Meta Introduces Audiobox: A Revolutionary AI for Voice Cloning and Ambient Sound Generation

Meta Introduces Audiobox: A Revolutionary AI for Voice Cloning and Ambient Sound Generation

Join our daily and weekly newsletters for the latest updates and exclusive content on industry-leading AI coverage.

Voice cloning is growing quickly due to generative AI innovations. This technology recreates a person’s voice – capturing their pitch, timbre, rhythms, mannerisms, and unique pronunciations.

Several startups like ElevenLabs have received substantial funding for voice cloning technology. Meanwhile, Meta Platforms, the parent company of Facebook, Instagram, WhatsApp, and Oculus VR, has launched its own free voice cloning program, Audiobox, though it comes with some limitations.

Audiobox was introduced today on Meta’s website by researchers at the Facebook AI Research lab, and it’s described as a fresh base model for audio generation. This new program builds on previous work known as Voicebox. It can generate voices and sound effects using voice inputs and text prompts, making it easy to create custom audio for various purposes. You can enter a sentence or describe a sound you want to create, and Audiobox will handle the rest. Users can even record their own voice and use Audiobox to clone it.

Meta has developed a “family of models” through Audiobox: one for mimicking speech and another for producing ambient sounds and effects like dogs barking or sirens. These models are based on a shared self-supervised learning model known as Audiobox SSL.
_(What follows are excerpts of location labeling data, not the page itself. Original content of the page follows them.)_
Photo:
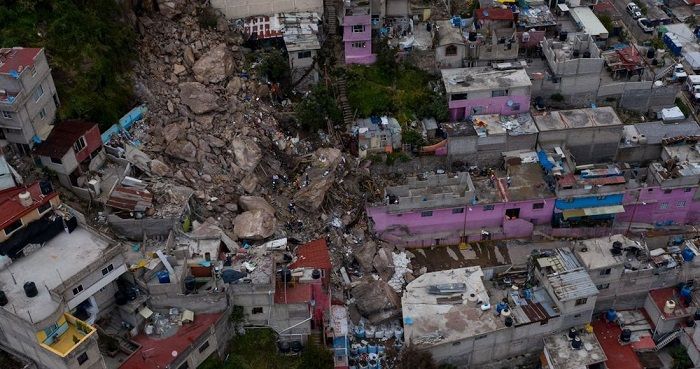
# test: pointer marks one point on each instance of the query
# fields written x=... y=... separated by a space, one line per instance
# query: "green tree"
x=317 y=108
x=89 y=52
Self-supervised learning (SSL) is a deep learning technique where AI algorithms generate their own data labels rather than relying on pre-labeled data, which is the norm in supervised learning. The researchers explained their methodology in a scientific paper, citing that the lack of reliable labeled data necessitates training using unlabeled audio. This allows for greater data scaling and generalization.
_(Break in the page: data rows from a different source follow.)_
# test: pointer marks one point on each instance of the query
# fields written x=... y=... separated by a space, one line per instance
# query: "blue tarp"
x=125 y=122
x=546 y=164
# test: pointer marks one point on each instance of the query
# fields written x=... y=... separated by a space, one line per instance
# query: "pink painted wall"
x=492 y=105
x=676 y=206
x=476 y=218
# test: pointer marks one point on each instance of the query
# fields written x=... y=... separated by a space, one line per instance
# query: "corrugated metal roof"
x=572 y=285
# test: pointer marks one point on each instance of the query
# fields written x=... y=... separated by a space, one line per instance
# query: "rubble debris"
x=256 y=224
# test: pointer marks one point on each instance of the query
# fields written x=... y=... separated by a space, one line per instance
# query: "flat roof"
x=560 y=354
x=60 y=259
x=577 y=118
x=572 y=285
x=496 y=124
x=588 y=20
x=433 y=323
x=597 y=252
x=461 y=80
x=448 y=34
Leading AI models often rely heavily on human-created data for training, and Audiobox is no different. The FAIR researchers used “160K hours of speech (primarily English), 20K hours of music, and 6K hours of sound samples,” covering a wide range of audio types and acoustic conditions. This data includes speakers from over 150 countries, representing more than 200 primary languages to ensure fairness and diversity.
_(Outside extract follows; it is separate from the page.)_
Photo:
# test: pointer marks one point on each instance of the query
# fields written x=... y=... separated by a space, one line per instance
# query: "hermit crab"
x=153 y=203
While the paper did not specify the exact sources of this data or its public availability, this raises important questions, especially since multiple AI companies face lawsuits over using potentially copyrighted material. According to Meta, Audiobox was trained on publicly available and licensed datasets, though specific sources were not disclosed.

To demonstrate Audiobox’s capabilities, Meta released interactive demos that let users record their voices and hear them cloned. Users can also generate new voices based on text descriptions or modify recorded voices. For example, a prompt like “dogs barking” can produce realistic sound effects.

However, Meta includes a disclaimer that Audiobox is a research demo and cannot be used for commercial purposes. Additionally, it’s not available to residents of Illinois or Texas due to state laws on audio collection.

Interestingly, despite Meta’s recent open-source commitment with Llama 2 models, Audiobox is not open source. Meta plans to invite researchers and institutions to apply for grants to conduct safety and responsibility research with Audiobox. The technology is being selectively released to researchers with a history in speech research to enhance research quality and address responsible AI aspects.

Currently, Audiobox cannot be used for business or by residents of certain states. However, with rapid advancements in AI, commercial versions may soon emerge, potentially from Meta or other companies.